Князь Кропоткин остался верен идеалам своей молодости. Ныне, как и тридцать лет назад, единственно науку он считает способной обеспечить счастье человечества. Он оспаривает лишь полезность некоторых ее приложений — из тех, что довелось ему повидать по случаю в образцовых тюрьмах, — или даже скорее, он пытается изменить сообразно свои мечтам выводы, которые делает наука из этих своих законов.
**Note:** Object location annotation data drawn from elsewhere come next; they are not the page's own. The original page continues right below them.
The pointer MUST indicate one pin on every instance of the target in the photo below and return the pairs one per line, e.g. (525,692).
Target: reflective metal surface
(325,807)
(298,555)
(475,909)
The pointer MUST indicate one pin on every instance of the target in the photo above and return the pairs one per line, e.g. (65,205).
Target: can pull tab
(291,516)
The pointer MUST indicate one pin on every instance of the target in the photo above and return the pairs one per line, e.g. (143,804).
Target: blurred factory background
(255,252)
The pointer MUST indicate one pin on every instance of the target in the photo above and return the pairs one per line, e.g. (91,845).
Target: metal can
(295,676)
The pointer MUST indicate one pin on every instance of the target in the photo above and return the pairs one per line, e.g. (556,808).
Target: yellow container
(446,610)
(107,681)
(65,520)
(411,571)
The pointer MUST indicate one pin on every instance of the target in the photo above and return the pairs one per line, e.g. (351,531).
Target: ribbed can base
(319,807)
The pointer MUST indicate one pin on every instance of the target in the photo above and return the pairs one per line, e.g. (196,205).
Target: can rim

К примеру, он говорит, что теория «борьбы за существование» всегда удручала его вплоть до того дня, когда он узнал об одном русском профессоре, придавшем этому учению более человеческую форму. «Взаимная помощь, — утверждал этот ученый, — такой же естественный закон, как и взаимная борьба; но для прогрессивного развития вида первая несравненно важнее второй». Тотчас же господин Кропоткин принялся собирать разнообразные экспериментальные доказательства в подкрепление этой теории, рассчитывая с их помощью без труда опровергнуть все утверждения дарвинистов, и «скоро убедился, что борьба за существование», истолкованная как боевой клич: “Горе слабым!” — и возведенная на ступень непреложного “естественного закона”, освященного наукой, пустила в Англии такие глубокие корни, что превратилась почти в канон». Единственным человеком, который приветствовал намерение начать эту работу, имеющей целью показать борьбу за существование в том виде, в каком ее подразумевал сам автор знаменитого закона, оказался друг и сотрудник Дарвина, господин Бэтс. И господин Кропоткин с грустью добавляет, что к тому времени, когда его работа была, наконец, опубликована в английском журнале, господин Бэтс, единственный, отнесшийся к ней благосклонно, уже умер.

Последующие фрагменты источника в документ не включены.